第三,土地秩序扰乱。伴随着当时沉重的税负,出现了一个严重的问题,就是一些农民在第二轮承包时,为了减轻税负,放弃了全部或部分承包地,全国平均约为10%。2006年国家农业税全面取消后,人口盲目流动的问题很快得到解决,但土地问题的性质发生了变化。农业税取消后,“二轮”放弃承包权的农民想尽办法争取承包权,但大部分农民的努力都无果而终。这些农民之所以能暂时接受现实,是因为他们期望在本轮承包到期后按人头调整土地,但实际上是在等待。10%的比例看似低,但绝对数字在全国也不小。当“第二轮”土地承包到期时,如何在政策衔接上处理这部分人的诉求是一个重要问题。
流动小农体现了不同于传统农民的特征,进而塑造了不同于传统时代的乡村社会。当然,无论是流动小农还是乡村秩序波动,都有明显的过渡性特征。随着工业化和城镇化的推进,农民专业化和市场化水平进一步提高,乡村治理形式也进入了一个新的历史时期。
(三)市场小农与乡村治理结构的分化
改革开放40年来,中国农村人口经历了离土不离乡、离土不归三个阶段的转变。自2000年以来,中国开始了大规模的城市化进程,农村人口比例、农村从业人员和农业就业份额均大幅下降(见表1)。现在城乡人口分布发生了质的变化。
表1:城乡人口分布(1978-2018)
来源:中华人民共和国国家统计局《中国统计年鉴》(2018);中华人民共和国国家统计局:2018年国民经济和社会发展统计公报;世界银行公开数据,https://data.worldbank.org。
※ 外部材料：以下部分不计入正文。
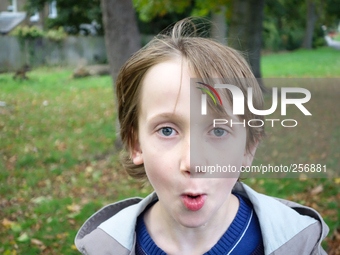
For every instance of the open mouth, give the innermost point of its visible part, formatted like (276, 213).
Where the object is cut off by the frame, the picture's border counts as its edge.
(193, 202)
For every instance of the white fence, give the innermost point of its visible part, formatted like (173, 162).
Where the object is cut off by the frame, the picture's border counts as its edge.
(70, 52)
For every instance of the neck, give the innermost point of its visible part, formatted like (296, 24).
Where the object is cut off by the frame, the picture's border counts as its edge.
(174, 238)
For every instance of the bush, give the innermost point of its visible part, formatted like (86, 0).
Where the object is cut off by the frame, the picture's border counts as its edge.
(25, 32)
(56, 34)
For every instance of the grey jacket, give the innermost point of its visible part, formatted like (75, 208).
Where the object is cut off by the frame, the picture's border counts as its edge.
(287, 227)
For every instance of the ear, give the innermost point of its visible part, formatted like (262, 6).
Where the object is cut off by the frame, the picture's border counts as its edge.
(249, 156)
(137, 154)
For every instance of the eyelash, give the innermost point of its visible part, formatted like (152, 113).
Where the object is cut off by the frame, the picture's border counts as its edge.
(174, 132)
(225, 132)
(162, 134)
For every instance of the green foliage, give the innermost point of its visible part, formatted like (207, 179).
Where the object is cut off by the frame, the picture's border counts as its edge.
(27, 33)
(148, 10)
(31, 33)
(321, 62)
(56, 35)
(71, 14)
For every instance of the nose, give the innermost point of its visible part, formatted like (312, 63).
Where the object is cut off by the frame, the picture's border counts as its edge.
(192, 156)
(185, 161)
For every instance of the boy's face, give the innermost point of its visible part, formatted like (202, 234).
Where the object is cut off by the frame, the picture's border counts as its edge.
(164, 148)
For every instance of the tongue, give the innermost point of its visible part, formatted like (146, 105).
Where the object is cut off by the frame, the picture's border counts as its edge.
(194, 203)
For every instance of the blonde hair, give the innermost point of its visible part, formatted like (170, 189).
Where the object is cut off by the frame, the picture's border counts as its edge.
(205, 57)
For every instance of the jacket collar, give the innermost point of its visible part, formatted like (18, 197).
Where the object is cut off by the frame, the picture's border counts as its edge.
(278, 222)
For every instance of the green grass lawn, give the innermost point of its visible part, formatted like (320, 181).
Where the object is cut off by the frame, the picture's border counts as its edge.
(58, 165)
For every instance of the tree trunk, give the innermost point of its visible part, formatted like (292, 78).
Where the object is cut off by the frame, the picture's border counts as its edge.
(245, 31)
(122, 39)
(310, 24)
(219, 27)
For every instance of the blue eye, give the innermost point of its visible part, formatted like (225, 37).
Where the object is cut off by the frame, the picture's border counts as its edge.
(167, 131)
(219, 132)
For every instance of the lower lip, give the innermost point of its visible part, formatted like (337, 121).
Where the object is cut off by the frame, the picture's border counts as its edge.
(194, 204)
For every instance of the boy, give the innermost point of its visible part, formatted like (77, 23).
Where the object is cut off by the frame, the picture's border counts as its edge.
(188, 215)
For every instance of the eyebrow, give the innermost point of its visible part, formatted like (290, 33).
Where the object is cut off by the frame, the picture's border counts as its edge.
(166, 115)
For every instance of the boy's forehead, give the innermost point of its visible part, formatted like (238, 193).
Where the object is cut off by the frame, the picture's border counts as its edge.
(163, 86)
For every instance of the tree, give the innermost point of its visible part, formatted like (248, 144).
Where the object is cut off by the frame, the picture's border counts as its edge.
(122, 38)
(310, 24)
(245, 32)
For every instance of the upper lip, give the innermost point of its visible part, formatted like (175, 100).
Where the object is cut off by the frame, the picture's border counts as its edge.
(193, 194)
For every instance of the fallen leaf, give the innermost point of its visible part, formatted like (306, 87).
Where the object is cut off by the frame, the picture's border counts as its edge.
(36, 242)
(317, 190)
(7, 223)
(23, 237)
(73, 208)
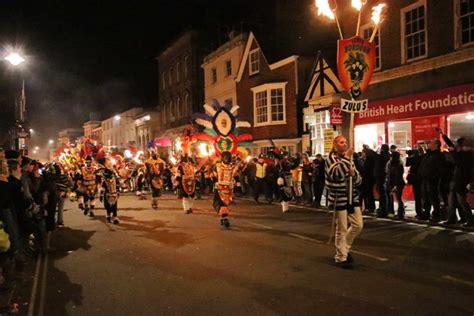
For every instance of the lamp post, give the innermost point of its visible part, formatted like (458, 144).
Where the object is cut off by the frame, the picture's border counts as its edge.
(19, 131)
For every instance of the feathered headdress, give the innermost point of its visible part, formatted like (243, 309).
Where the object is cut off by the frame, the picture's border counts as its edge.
(221, 126)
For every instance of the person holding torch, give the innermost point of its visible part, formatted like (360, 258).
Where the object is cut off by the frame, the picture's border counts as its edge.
(339, 169)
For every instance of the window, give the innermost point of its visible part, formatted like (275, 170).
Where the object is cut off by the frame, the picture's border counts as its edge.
(414, 31)
(178, 108)
(261, 107)
(269, 104)
(228, 68)
(254, 62)
(177, 71)
(186, 66)
(465, 21)
(214, 75)
(366, 33)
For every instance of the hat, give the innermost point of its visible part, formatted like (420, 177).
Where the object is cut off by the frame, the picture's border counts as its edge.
(25, 161)
(12, 154)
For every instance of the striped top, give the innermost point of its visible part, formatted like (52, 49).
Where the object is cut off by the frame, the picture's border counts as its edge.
(337, 181)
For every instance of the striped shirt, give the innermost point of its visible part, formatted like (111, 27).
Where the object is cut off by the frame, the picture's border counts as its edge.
(337, 181)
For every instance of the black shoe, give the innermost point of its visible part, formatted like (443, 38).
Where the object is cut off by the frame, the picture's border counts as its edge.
(344, 265)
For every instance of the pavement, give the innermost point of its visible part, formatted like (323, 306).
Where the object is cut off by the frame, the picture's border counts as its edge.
(267, 263)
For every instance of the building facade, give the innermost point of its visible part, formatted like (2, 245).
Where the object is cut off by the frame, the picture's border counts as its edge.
(220, 70)
(69, 135)
(119, 130)
(271, 98)
(181, 87)
(147, 128)
(424, 78)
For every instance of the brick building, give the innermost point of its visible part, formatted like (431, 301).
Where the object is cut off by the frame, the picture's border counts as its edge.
(181, 88)
(271, 97)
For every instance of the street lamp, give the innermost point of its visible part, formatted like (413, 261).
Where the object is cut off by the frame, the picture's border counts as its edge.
(14, 58)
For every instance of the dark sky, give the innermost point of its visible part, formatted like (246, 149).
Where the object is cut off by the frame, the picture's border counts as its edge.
(88, 56)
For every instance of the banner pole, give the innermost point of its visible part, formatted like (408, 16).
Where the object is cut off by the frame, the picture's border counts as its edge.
(351, 145)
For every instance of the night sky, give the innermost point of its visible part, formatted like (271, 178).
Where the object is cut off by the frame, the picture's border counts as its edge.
(85, 56)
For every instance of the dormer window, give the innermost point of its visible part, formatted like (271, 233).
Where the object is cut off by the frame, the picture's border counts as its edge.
(254, 61)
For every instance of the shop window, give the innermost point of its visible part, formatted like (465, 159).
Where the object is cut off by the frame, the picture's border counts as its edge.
(461, 125)
(465, 21)
(372, 135)
(414, 31)
(320, 123)
(399, 134)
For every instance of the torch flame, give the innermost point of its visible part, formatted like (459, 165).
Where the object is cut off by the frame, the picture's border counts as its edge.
(324, 8)
(377, 13)
(358, 4)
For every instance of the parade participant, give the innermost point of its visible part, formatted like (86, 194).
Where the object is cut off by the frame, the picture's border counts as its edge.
(140, 182)
(156, 182)
(285, 183)
(185, 176)
(87, 187)
(111, 195)
(339, 168)
(223, 194)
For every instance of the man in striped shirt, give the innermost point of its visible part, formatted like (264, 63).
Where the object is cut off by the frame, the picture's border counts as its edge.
(339, 168)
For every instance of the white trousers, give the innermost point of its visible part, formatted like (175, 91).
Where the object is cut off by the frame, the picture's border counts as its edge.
(187, 203)
(285, 206)
(345, 237)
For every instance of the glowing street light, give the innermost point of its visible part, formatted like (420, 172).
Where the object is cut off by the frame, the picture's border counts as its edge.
(14, 58)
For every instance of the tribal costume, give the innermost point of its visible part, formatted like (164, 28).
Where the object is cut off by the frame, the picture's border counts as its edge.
(186, 177)
(111, 195)
(156, 181)
(223, 194)
(87, 187)
(285, 184)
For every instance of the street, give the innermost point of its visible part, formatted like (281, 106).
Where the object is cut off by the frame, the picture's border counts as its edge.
(268, 263)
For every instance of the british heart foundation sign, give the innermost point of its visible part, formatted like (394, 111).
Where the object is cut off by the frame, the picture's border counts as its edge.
(355, 64)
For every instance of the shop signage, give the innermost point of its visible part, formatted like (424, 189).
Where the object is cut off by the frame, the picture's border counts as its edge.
(424, 129)
(355, 64)
(444, 101)
(335, 115)
(353, 106)
(328, 139)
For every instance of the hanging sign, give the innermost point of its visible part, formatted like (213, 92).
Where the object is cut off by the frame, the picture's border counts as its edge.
(335, 114)
(353, 106)
(355, 64)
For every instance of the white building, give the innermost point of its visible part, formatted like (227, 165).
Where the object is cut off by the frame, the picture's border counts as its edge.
(119, 130)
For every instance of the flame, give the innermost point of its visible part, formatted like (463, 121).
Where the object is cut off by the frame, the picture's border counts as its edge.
(324, 8)
(377, 13)
(358, 4)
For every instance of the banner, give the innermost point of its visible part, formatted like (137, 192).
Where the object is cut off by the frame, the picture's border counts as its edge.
(353, 106)
(335, 115)
(355, 64)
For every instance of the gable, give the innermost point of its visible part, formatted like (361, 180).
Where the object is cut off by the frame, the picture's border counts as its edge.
(323, 82)
(252, 44)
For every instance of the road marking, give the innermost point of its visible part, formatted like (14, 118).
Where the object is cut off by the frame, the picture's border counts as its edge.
(35, 286)
(305, 238)
(43, 280)
(260, 225)
(370, 256)
(451, 278)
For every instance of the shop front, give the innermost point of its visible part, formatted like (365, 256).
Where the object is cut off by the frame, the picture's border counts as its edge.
(412, 120)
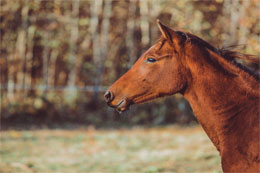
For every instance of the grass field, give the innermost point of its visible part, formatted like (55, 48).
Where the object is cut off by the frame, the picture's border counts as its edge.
(166, 149)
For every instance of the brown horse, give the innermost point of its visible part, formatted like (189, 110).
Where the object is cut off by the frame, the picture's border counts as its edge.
(223, 94)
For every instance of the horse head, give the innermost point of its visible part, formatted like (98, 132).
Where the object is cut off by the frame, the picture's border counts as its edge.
(160, 71)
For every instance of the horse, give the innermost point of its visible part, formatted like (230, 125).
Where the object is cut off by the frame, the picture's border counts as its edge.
(223, 94)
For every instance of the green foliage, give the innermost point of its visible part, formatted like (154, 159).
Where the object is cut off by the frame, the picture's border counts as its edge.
(168, 149)
(51, 51)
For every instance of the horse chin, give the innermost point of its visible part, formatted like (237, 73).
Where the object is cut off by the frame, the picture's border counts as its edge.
(123, 106)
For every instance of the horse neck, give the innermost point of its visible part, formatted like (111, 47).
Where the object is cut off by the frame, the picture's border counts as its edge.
(221, 96)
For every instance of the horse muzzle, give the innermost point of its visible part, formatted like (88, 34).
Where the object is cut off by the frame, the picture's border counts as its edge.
(121, 105)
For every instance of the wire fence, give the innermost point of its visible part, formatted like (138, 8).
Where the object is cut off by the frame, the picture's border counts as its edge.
(88, 88)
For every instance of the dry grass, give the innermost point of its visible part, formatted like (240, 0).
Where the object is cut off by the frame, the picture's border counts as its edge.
(167, 149)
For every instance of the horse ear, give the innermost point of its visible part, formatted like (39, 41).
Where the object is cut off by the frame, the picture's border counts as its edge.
(168, 33)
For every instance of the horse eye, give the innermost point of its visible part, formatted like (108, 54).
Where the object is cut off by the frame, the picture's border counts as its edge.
(150, 60)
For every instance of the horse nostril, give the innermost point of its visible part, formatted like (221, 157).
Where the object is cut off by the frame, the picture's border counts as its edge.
(108, 96)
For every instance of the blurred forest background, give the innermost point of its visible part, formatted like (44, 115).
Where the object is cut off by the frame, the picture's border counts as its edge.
(57, 57)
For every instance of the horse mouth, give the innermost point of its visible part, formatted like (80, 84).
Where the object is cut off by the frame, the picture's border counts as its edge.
(122, 106)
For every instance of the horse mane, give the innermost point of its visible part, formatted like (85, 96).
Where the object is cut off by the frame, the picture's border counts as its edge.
(229, 54)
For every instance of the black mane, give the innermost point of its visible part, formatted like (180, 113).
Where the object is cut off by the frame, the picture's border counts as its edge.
(229, 54)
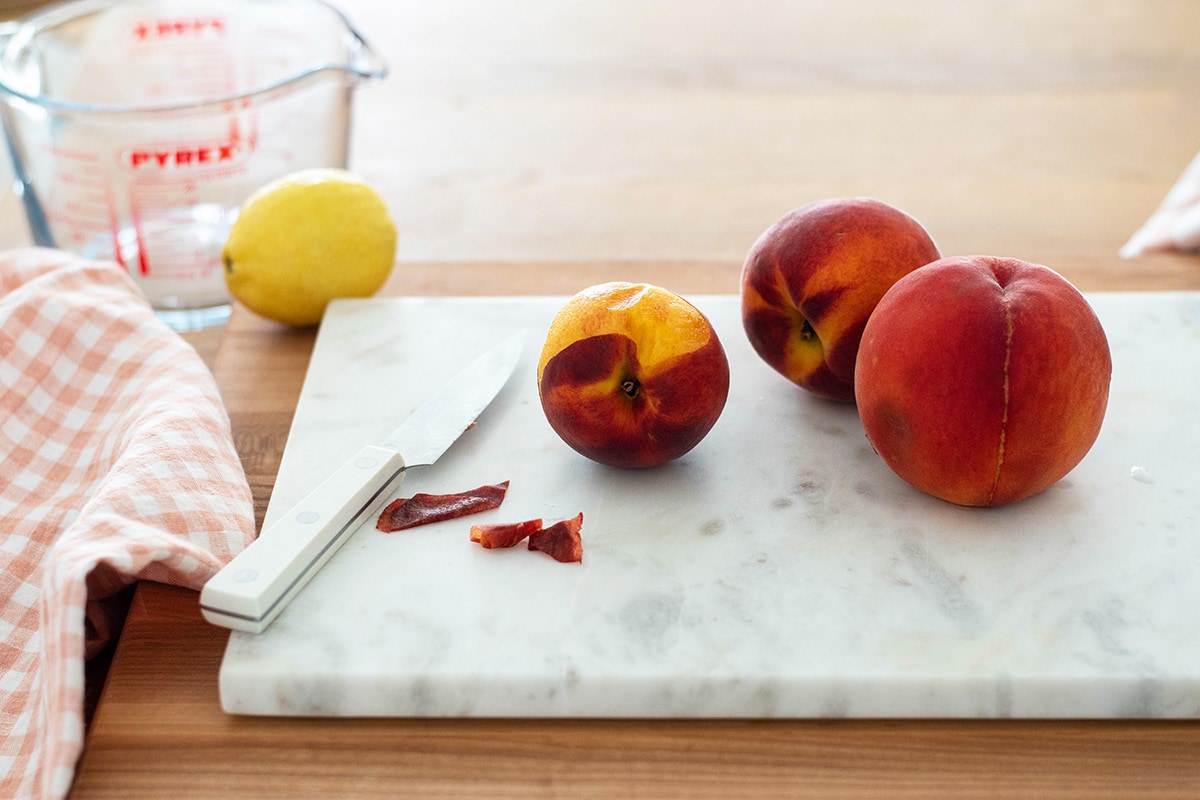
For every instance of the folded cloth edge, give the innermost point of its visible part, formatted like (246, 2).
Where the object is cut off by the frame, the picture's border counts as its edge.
(150, 517)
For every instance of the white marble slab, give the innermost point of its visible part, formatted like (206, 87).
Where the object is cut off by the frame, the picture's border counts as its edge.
(778, 570)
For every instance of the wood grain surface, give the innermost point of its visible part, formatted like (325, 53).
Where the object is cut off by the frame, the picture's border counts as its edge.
(540, 146)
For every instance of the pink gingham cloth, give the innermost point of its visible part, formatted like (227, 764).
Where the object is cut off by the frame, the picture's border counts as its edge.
(117, 463)
(1175, 223)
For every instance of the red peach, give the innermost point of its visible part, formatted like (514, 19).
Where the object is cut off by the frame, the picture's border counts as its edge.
(813, 278)
(631, 374)
(983, 380)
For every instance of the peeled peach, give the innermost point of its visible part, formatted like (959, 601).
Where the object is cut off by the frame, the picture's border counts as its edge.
(631, 374)
(813, 278)
(983, 380)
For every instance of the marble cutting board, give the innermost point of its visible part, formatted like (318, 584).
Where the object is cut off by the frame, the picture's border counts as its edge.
(778, 570)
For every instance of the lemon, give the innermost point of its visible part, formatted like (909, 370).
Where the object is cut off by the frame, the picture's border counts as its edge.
(305, 239)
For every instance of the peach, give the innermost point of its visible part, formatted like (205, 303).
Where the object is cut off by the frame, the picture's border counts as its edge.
(983, 380)
(631, 374)
(813, 278)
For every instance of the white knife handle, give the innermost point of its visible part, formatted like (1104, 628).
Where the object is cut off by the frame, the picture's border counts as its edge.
(253, 588)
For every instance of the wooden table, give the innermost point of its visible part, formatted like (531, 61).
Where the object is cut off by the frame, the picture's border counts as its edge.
(545, 145)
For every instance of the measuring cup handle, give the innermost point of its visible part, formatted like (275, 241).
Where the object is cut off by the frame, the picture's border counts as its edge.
(366, 62)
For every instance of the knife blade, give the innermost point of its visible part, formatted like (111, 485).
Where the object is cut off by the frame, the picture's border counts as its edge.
(250, 591)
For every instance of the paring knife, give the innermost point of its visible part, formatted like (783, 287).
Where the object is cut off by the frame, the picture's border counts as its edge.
(258, 583)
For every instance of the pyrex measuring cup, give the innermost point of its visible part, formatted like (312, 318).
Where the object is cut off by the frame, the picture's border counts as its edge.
(137, 127)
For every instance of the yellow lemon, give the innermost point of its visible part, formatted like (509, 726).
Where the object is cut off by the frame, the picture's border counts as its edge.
(305, 239)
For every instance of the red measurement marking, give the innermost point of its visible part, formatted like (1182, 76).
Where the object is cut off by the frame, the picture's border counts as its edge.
(171, 29)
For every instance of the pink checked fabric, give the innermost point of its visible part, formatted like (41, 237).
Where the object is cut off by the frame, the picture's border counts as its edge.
(115, 463)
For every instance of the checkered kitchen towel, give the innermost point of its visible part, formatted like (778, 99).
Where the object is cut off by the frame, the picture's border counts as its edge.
(115, 463)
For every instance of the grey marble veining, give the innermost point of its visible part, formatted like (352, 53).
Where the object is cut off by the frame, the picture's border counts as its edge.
(779, 570)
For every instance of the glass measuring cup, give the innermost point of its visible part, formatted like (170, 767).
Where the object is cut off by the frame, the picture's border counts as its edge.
(137, 127)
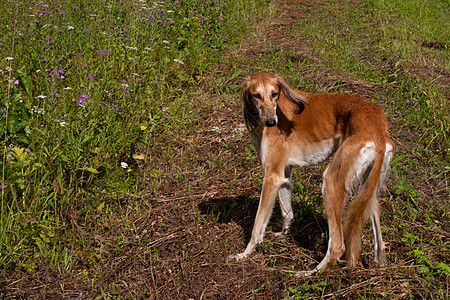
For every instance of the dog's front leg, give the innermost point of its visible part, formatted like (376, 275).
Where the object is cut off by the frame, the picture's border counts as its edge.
(271, 185)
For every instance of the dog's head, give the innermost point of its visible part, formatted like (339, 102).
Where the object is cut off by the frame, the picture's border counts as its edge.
(260, 94)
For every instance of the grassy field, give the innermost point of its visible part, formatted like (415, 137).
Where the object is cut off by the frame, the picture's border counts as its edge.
(127, 172)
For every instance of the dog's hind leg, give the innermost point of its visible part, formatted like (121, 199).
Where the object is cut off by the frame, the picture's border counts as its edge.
(379, 253)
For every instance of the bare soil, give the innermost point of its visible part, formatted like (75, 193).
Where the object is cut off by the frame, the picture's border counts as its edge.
(197, 219)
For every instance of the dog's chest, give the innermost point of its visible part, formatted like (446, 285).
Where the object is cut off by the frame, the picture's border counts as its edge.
(303, 155)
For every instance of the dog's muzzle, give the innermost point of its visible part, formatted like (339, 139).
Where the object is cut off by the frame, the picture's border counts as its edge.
(271, 122)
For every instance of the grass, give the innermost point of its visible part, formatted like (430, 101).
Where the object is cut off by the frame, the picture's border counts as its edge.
(87, 88)
(126, 170)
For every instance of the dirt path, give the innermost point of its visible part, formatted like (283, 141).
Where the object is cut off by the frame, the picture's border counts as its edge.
(205, 211)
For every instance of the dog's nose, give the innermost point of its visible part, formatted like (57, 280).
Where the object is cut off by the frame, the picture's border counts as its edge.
(271, 122)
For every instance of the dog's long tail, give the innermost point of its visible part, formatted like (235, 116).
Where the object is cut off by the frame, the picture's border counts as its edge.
(362, 205)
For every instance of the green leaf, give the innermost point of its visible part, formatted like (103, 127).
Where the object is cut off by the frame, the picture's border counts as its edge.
(13, 122)
(25, 82)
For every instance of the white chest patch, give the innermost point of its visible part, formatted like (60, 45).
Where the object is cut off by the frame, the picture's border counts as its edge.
(311, 155)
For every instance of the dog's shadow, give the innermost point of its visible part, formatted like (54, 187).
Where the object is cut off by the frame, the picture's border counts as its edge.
(309, 229)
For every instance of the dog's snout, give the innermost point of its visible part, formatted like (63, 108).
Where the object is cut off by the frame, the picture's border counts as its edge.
(271, 122)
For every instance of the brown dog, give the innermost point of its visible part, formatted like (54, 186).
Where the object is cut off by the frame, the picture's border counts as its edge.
(290, 128)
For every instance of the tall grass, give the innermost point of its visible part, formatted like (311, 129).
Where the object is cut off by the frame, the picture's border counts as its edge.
(86, 86)
(401, 46)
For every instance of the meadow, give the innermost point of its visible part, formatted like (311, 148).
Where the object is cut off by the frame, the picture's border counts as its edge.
(127, 172)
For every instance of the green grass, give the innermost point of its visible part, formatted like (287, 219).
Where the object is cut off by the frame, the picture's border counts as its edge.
(103, 115)
(87, 88)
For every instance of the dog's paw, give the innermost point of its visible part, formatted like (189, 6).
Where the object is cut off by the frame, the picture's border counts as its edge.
(303, 274)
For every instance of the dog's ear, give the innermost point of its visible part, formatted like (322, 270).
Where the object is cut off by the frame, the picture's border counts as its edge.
(250, 112)
(292, 94)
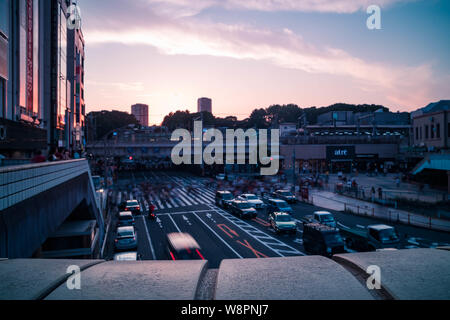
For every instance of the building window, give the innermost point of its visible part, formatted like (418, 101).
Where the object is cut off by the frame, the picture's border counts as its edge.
(2, 98)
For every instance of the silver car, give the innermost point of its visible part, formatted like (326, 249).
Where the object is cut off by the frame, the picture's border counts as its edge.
(125, 239)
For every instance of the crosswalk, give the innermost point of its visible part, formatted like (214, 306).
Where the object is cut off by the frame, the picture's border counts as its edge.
(179, 197)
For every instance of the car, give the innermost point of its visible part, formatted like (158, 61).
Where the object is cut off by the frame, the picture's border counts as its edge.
(133, 206)
(285, 195)
(322, 240)
(125, 239)
(243, 209)
(127, 256)
(322, 217)
(224, 198)
(126, 219)
(254, 201)
(278, 205)
(282, 222)
(220, 176)
(182, 246)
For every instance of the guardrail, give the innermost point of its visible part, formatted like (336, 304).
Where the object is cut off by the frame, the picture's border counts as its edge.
(18, 183)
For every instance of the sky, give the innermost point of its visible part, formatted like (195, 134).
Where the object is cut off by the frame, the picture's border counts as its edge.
(247, 54)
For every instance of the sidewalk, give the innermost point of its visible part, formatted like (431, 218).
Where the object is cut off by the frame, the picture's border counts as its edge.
(333, 201)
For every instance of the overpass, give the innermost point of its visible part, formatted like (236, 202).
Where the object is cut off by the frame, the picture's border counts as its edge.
(36, 199)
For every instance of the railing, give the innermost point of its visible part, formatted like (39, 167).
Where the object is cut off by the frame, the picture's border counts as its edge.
(341, 140)
(18, 183)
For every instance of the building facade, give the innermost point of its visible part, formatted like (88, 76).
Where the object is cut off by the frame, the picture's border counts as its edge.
(35, 91)
(140, 111)
(75, 71)
(204, 105)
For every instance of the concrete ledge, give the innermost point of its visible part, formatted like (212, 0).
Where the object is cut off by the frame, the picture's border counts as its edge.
(411, 274)
(293, 278)
(136, 280)
(31, 279)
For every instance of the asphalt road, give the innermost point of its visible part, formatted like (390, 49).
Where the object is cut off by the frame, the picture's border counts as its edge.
(224, 236)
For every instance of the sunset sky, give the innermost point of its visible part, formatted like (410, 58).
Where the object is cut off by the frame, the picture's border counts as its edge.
(250, 54)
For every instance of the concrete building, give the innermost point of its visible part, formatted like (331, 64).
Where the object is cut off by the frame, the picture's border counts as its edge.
(75, 71)
(204, 105)
(431, 126)
(140, 111)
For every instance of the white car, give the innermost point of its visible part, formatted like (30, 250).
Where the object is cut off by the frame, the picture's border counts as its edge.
(254, 201)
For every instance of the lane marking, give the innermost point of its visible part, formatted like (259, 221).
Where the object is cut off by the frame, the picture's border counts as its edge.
(149, 239)
(219, 237)
(255, 252)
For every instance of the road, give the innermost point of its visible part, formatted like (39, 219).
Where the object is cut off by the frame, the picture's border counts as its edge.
(222, 235)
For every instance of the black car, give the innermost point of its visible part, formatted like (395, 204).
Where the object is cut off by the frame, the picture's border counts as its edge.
(224, 198)
(278, 205)
(243, 209)
(285, 195)
(133, 206)
(322, 240)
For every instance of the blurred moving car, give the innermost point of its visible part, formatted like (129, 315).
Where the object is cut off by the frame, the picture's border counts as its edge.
(282, 222)
(322, 240)
(374, 237)
(224, 198)
(285, 195)
(278, 205)
(126, 219)
(125, 239)
(182, 246)
(243, 209)
(133, 206)
(254, 201)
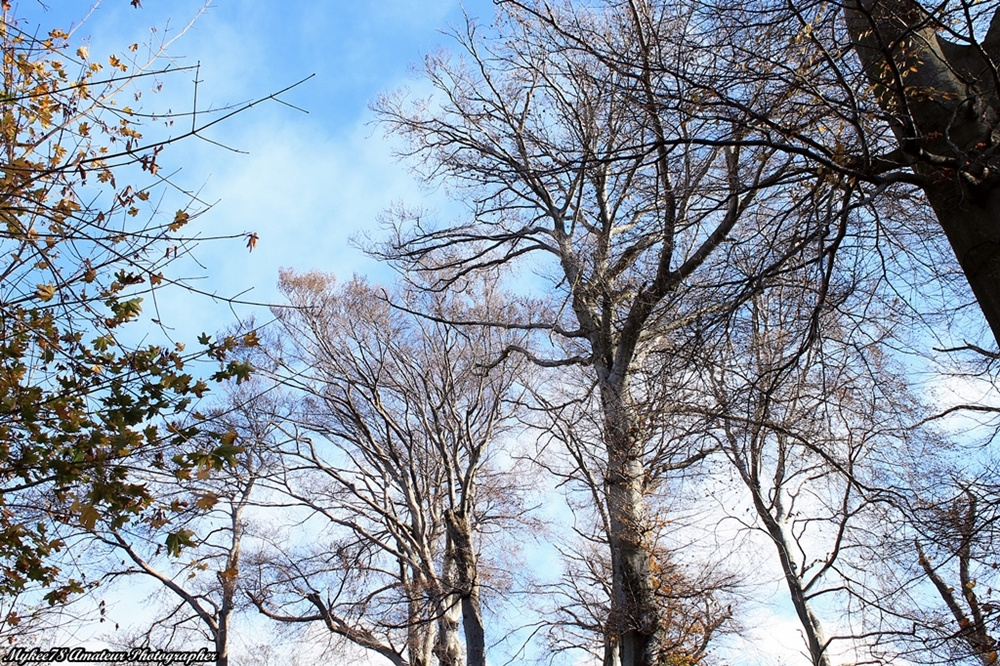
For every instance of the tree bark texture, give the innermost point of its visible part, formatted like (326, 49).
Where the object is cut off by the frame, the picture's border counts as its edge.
(634, 617)
(942, 104)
随着城市化的推进,产业分工和市场经济的要素逐渐渗透到农村社会。传统农户在流动性的基础上,加入了经济性和独立性的因素,流动小农户逐渐发展成为市场小农户。市场小农户的特点是具有独立的经济核算意识,能够在广阔的城乡市场中做出有利于自身利益的决策和选择。住在城市附近的农民有融入市场和从事工商业的便利。这些村庄的农民也在更早的时候完全脱离了农业,这些村庄的大部分土地早已转为建设用地,并得到了政府的认可。还有一些农民生活在山区、寒冷等不适合人类生存的地方。当然,这些农民向外迁移的动力更强。从我国农村的整体情况来看,上述两部分农民只是少数,大部分生活在典型的农业区。